彼は日露戦争に出征し、凱旋帰国した後、父の家督を継ぎます。そのときの大阪株式取引所は、多くの北浜の株式仲買商の予想に反し、日露戦争後の好況で高止まりが続いていました。北浜の株式仲買商は既に空売りを行っており、このままでは破産寸前にまで追い込まれてしまいます。窮地に追い込まれた株式仲買商は、買方であった岩本栄之助に売方へ転じるよう強く要請します。要請した株式仲買商には、のちに野村証券を創設する野村徳七もいました。岩本は彼らの強い要請に応え、資産のすべてを売りに出します。これが一つのきっかけとなり、大阪株式取引所は暴落、北浜の仲間は破産の危機から救い、岩本自身も巨額の利益を手に入れます。この義侠心を伴った行動が、彼を、野村徳七、島徳蔵と並んで「北浜の三傑」とまで言われるようになりました。
 1909(明治42)年、渋沢栄一を団長とする渡米実業団が結成され、岩本も一員として加わります。この視察で岩本は、米国の寄付文化・慈善事業への投資に感銘を受け、帰国後、大阪市に民衆のための集会施設・公会堂建設のため100万円を寄付します。この公会堂建設にあたっては設計コンペが行われ、その中から早稲田大学岡田信一郎教授の案が選出されました。この案を基に辰野金吾博士らの手により実施設計が行われ1918(大正7)年に完成しました。しかし、出資者である岩本栄之助は既にこの世にはいませんでした。1916(大正5)年、岩本は株で失敗、公会堂の完成を待たずに拳銃自殺をします。
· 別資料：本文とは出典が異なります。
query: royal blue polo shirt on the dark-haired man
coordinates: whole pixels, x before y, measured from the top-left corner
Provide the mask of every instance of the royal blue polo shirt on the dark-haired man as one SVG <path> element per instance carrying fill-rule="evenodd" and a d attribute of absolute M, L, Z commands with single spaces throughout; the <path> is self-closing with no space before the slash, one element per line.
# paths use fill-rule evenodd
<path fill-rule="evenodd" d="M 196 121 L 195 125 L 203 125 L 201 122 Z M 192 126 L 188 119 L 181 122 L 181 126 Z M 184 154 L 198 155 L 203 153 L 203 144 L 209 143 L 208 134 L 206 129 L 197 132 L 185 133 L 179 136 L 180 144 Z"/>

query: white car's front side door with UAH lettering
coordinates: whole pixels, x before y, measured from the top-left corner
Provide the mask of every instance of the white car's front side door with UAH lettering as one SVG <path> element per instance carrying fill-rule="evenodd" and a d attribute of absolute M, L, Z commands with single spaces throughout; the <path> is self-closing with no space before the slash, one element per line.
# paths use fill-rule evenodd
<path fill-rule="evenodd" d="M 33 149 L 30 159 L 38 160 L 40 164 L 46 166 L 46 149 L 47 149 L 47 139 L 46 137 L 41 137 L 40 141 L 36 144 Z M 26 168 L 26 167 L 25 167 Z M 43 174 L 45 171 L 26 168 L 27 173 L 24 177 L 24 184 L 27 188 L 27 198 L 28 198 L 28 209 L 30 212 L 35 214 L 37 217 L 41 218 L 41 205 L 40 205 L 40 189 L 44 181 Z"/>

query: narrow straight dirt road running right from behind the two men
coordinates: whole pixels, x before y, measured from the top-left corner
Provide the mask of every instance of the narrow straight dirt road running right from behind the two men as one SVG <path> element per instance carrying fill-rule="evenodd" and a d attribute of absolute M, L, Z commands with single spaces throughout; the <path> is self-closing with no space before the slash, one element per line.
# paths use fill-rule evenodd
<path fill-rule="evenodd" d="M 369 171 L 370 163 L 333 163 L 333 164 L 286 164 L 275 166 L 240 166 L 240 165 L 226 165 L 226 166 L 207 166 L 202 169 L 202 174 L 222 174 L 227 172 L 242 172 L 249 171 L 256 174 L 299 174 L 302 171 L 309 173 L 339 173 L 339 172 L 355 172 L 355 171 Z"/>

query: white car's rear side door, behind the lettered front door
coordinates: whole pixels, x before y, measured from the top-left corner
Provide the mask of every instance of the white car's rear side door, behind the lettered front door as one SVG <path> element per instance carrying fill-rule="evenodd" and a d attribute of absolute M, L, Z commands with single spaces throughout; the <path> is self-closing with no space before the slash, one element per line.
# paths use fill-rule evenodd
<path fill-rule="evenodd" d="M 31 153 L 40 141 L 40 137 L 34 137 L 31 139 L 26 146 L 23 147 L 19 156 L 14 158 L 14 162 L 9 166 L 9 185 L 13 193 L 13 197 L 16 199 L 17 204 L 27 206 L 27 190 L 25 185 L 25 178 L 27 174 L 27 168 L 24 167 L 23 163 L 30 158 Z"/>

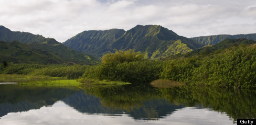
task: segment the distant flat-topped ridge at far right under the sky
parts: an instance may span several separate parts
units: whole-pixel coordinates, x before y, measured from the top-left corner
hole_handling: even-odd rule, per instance
[[[190,38],[195,42],[200,42],[204,45],[207,44],[217,44],[225,39],[240,39],[246,38],[251,40],[256,40],[256,33],[248,34],[248,35],[214,35],[214,36],[206,36],[206,37],[194,37]]]

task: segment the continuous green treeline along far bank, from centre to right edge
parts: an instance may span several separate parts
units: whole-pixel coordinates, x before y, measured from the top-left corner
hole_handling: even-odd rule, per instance
[[[102,64],[88,67],[80,79],[108,79],[130,83],[170,79],[198,86],[256,87],[256,47],[252,44],[240,44],[211,52],[214,54],[201,52],[200,56],[180,56],[167,61],[144,60],[141,53],[131,50],[123,53],[116,51],[103,56],[111,58],[104,59],[108,61]],[[113,58],[114,56],[119,58]],[[131,61],[133,56],[141,58]]]

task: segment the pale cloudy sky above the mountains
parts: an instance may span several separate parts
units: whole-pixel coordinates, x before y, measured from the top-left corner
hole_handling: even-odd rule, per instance
[[[84,30],[161,25],[180,36],[256,33],[255,0],[0,0],[0,25],[59,42]]]

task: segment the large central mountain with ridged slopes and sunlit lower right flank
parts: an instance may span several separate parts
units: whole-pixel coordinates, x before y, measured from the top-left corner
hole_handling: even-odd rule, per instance
[[[137,25],[127,31],[83,31],[63,44],[98,58],[109,51],[113,52],[114,49],[134,49],[147,54],[148,58],[155,59],[176,53],[184,54],[202,47],[201,43],[178,36],[172,30],[157,25]]]

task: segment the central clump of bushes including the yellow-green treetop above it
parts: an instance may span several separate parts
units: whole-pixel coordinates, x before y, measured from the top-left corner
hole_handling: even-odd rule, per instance
[[[134,50],[106,54],[102,61],[88,67],[82,78],[145,83],[158,78],[162,69],[160,61],[144,60],[144,54]]]

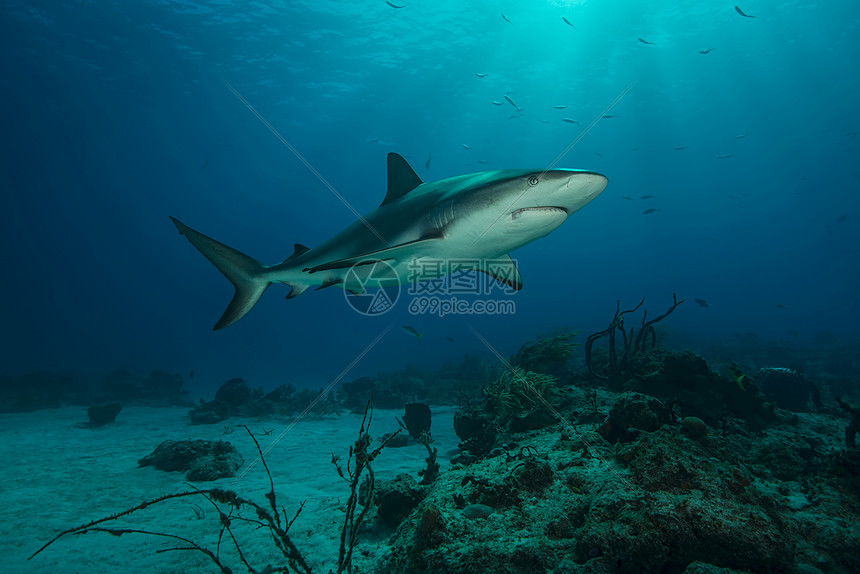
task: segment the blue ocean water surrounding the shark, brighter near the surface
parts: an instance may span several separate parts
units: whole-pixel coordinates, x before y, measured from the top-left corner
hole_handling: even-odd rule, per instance
[[[394,4],[4,0],[0,370],[319,386],[673,292],[691,346],[856,338],[857,5]],[[280,262],[355,220],[329,185],[378,206],[389,152],[425,181],[555,164],[609,185],[513,253],[513,315],[365,317],[337,288],[273,287],[213,333],[232,287],[168,216]]]

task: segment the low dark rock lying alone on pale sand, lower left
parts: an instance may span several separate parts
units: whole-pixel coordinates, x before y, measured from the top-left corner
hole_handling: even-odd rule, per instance
[[[137,461],[140,466],[186,472],[185,478],[192,481],[229,478],[243,462],[236,447],[220,440],[166,440]]]

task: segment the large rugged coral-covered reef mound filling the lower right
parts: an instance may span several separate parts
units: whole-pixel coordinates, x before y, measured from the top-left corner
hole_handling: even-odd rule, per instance
[[[840,506],[846,494],[832,488],[826,456],[801,451],[806,462],[783,472],[769,454],[798,434],[832,448],[824,419],[803,420],[791,433],[694,439],[653,416],[653,398],[627,397],[618,400],[639,405],[627,409],[631,420],[649,429],[628,442],[610,446],[595,431],[559,425],[517,435],[519,453],[443,472],[398,519],[392,552],[374,571],[860,568],[850,550],[860,544],[857,509]]]

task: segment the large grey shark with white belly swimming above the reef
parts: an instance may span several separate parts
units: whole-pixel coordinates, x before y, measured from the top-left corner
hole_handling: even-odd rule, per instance
[[[289,287],[287,299],[311,287],[338,286],[361,295],[370,287],[449,273],[449,266],[434,262],[476,261],[476,271],[520,290],[522,277],[510,253],[548,235],[608,183],[606,176],[581,169],[504,169],[424,182],[396,153],[388,154],[387,176],[378,208],[313,249],[296,243],[292,255],[274,265],[171,217],[235,289],[214,329],[244,317],[272,284]]]

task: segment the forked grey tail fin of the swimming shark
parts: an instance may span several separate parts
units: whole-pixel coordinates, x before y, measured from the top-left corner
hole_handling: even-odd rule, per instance
[[[188,238],[191,245],[197,248],[206,259],[212,262],[218,270],[224,274],[233,287],[236,294],[227,305],[227,310],[215,323],[214,329],[228,327],[245,316],[251,310],[266,287],[270,285],[267,279],[261,276],[265,266],[252,257],[236,251],[223,243],[215,241],[198,231],[194,231],[178,219],[170,218],[179,233]]]

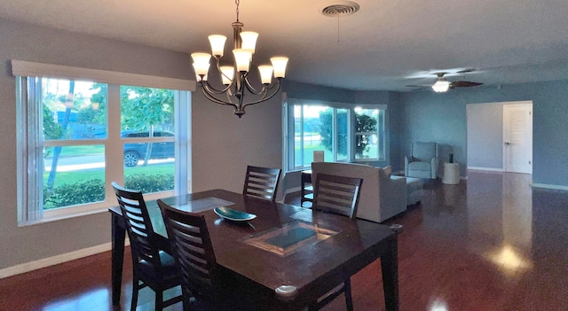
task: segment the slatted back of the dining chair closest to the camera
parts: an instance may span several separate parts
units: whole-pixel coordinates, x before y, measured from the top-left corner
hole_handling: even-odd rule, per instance
[[[184,304],[194,295],[208,296],[217,260],[203,215],[180,211],[158,200],[174,259],[182,271]],[[185,302],[187,300],[187,302]]]

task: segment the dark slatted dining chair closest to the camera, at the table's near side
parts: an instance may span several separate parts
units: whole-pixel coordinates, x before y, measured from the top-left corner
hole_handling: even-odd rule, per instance
[[[206,310],[246,310],[238,286],[218,272],[217,260],[204,215],[191,214],[157,200],[168,231],[171,250],[181,269],[184,310],[190,305]],[[244,303],[244,302],[243,302]],[[200,306],[200,307],[201,307]]]

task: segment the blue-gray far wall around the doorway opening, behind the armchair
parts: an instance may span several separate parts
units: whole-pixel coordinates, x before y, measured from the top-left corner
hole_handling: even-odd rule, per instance
[[[521,100],[533,100],[533,183],[568,186],[568,81],[405,93],[404,152],[413,141],[451,144],[466,175],[466,105]]]

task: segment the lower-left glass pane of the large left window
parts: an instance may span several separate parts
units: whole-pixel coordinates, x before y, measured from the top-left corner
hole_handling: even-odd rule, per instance
[[[105,199],[105,146],[43,148],[43,209]]]

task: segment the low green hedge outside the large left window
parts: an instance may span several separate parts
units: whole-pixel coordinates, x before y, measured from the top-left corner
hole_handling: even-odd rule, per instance
[[[124,187],[141,190],[143,193],[173,190],[174,176],[130,175],[126,177]],[[100,202],[104,199],[105,182],[101,179],[67,183],[52,190],[48,190],[46,185],[43,186],[43,209]]]

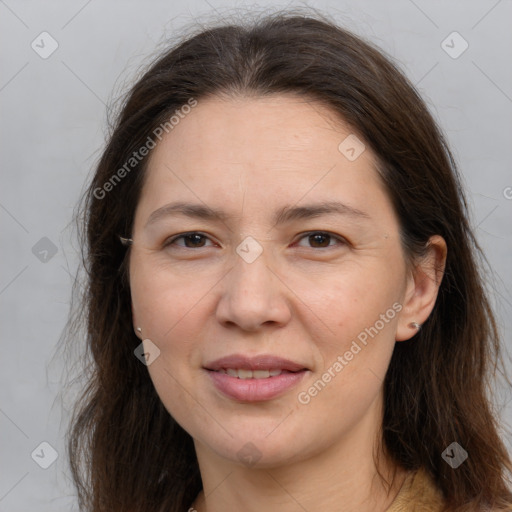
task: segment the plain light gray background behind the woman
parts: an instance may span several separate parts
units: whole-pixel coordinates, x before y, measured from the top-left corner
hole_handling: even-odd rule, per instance
[[[101,152],[105,104],[132,82],[163,39],[198,15],[286,5],[301,4],[0,0],[0,511],[77,509],[64,448],[69,403],[59,395],[64,360],[54,356],[78,262],[71,215]],[[511,348],[512,2],[324,0],[307,5],[397,59],[440,122],[495,273],[493,296]],[[46,59],[31,47],[35,40],[45,51],[50,48],[48,39],[38,38],[43,31],[59,45]],[[457,58],[464,47],[458,36],[442,47],[453,31],[469,45]],[[510,423],[510,390],[501,396]],[[35,462],[50,461],[51,451],[38,448],[41,442],[58,453],[48,469]]]

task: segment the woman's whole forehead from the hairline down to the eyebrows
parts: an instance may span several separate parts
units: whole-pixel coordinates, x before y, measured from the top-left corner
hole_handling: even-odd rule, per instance
[[[275,210],[279,201],[307,196],[354,207],[370,199],[378,207],[383,194],[371,150],[322,103],[293,95],[211,97],[199,100],[152,151],[141,202],[156,208],[189,199],[236,203],[237,210],[241,202],[276,203]]]

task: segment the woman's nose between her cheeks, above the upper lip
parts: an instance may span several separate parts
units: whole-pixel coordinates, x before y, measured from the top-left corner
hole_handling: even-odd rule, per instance
[[[222,280],[216,316],[225,327],[257,331],[265,325],[282,327],[290,321],[289,289],[268,260],[266,251],[252,263],[237,257]]]

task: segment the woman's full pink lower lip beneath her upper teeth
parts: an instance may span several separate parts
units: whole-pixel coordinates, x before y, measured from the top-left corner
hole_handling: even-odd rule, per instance
[[[296,386],[306,370],[289,372],[266,379],[239,379],[225,373],[207,370],[215,387],[226,396],[244,402],[271,400]]]

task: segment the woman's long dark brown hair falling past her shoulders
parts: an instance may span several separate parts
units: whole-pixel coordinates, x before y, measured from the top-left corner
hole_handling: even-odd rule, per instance
[[[447,510],[511,510],[512,465],[491,396],[502,363],[499,333],[454,159],[389,58],[324,15],[290,10],[199,27],[165,49],[111,127],[80,205],[87,283],[67,335],[77,343],[83,321],[86,386],[68,440],[81,508],[177,512],[202,488],[191,437],[133,353],[140,340],[131,318],[129,248],[119,235],[131,234],[147,156],[126,163],[191,99],[280,93],[323,102],[373,150],[411,262],[432,235],[448,245],[435,308],[413,342],[396,344],[385,378],[386,451],[405,469],[428,471]],[[441,456],[452,442],[469,455],[457,469]]]

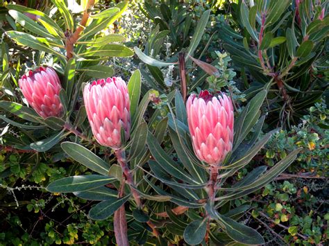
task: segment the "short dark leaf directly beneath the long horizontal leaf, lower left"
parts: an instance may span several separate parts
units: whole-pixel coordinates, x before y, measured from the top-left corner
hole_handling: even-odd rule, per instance
[[[117,197],[118,193],[106,186],[100,186],[87,191],[76,191],[74,195],[85,200],[103,201]]]

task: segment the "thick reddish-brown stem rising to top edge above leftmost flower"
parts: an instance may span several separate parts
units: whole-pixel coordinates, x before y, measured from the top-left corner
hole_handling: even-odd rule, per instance
[[[83,17],[81,18],[80,24],[76,28],[76,31],[71,34],[68,33],[67,39],[65,42],[65,49],[66,49],[66,56],[67,60],[73,57],[73,49],[74,49],[74,44],[80,37],[81,32],[85,28],[85,25],[87,24],[88,18],[89,18],[89,12],[88,10],[94,5],[95,0],[88,0],[87,5],[85,6],[85,11],[83,12]],[[70,30],[69,30],[70,32]]]

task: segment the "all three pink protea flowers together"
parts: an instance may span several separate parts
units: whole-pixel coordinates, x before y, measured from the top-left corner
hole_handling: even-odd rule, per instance
[[[28,104],[43,118],[62,116],[60,79],[51,67],[40,67],[19,79]],[[83,100],[96,140],[115,150],[121,148],[121,130],[130,137],[130,99],[126,82],[113,77],[85,85]],[[233,104],[225,94],[201,91],[187,103],[187,121],[196,156],[210,166],[219,165],[233,148]]]

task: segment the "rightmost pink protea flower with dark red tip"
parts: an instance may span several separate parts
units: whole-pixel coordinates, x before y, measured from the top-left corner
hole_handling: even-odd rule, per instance
[[[225,94],[212,96],[201,91],[199,98],[187,99],[187,121],[196,156],[206,163],[219,165],[233,147],[233,105]]]

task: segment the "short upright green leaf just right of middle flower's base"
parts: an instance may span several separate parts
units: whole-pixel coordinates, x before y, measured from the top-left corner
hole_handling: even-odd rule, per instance
[[[131,147],[128,159],[133,159],[140,155],[146,146],[147,124],[143,120],[140,125],[137,126],[136,130],[133,132],[133,138],[131,140]]]

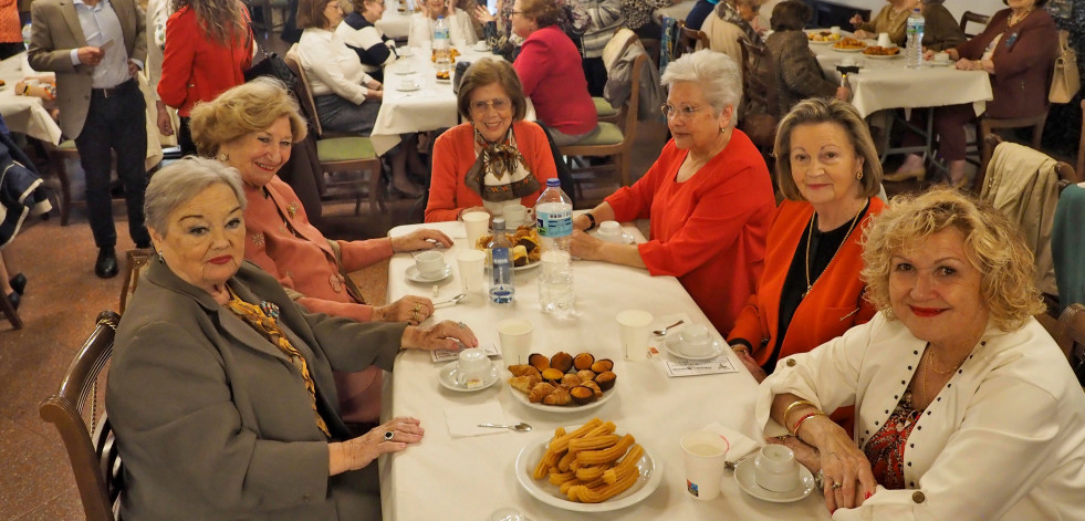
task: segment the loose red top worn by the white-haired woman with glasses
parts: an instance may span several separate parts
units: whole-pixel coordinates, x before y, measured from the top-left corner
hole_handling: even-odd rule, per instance
[[[650,217],[649,241],[638,247],[648,272],[677,277],[722,333],[761,277],[776,201],[769,168],[742,131],[693,177],[675,183],[687,154],[671,139],[640,180],[606,201],[618,221]]]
その時の辞世の句が、前述の「その秋をまたで散りゆく紅葉哉」であり、完成を待たずに自らの命を絶つに至った無念が読み取れます。
 完成した公会堂はその後、様々な演劇や講演が催されるなど大いに利用されます。老朽化や中之島東部地区の再開発計画などで取り壊しが取りざたされますが、市民らの保存運動により大阪市が1988(昭和63)年に「永久保存」することを決定しました。1999(平成11)年から保存・再生工事が行われ、2002(平成14)年に完了。現在も多くの市民や団体に活用されています。

ネオ・ルネサンス式とフリー・クラシック様式


撮影:2013.07.14
 大阪市中央公会堂の建築様式はどのようなものでしょうか。まず、設計コンペで選出された岡田案について、「重要文化財大阪市中央公会堂保存・再生工事報告書」では次のように述べています。

 様式について竣工時の建築記録には「復興式中準パラデヤン式」とある。所謂ネオ・ルネサンス式と考えてよい。古典系の建築では通例オーダーと称される円柱やピラスター(付柱)の構成、そして頂部を飾るコーニスやアーキトレーブが壁面を分節し、外観の枠組が構成される。そして古典的なモチーフでデザインされた開口部が壁面に配置され、壁面と窓で織りなされる一種の諧調が与えられる。
 中央公会堂の意匠はこのネオ・ルネサンス式として概ね読み解かれるものである。

 この岡田案を辰野金吾博士らは次のように修正します。

 辰野自ら「意匠がゴツイ、枯れていない、若い」と評した岡田案を、自負を持っていた辰野式(フリー・クラシック様式)の構成へと修正を加えたこと。そして窓上部のペディメント(屋根形装飾)を付したアーキトレーブや、付柱に付された楯形飾りなどの古典的オーナメントを平面的幾何図形化したセセッション的意匠へと転換させたことである。

  
 後に明治生命館という傑作を生み出す岡田信一郎教授が原案を出し、建築界の大御所である辰野金吾博士が最終設計に関わった大阪市中央公会堂。威風堂々としていて、同時に華やいでもいる建築。そして、その影に潜む悲劇的なエピソードが、より一層この建築を稀有な存在として際立たせている気がします。そう、ここは日本の文化の中心地、上方。大阪という街の気質が、そのままこの公会堂に表れているのです。それこそが、大阪市民に愛され、支えられてきた理由のように思います。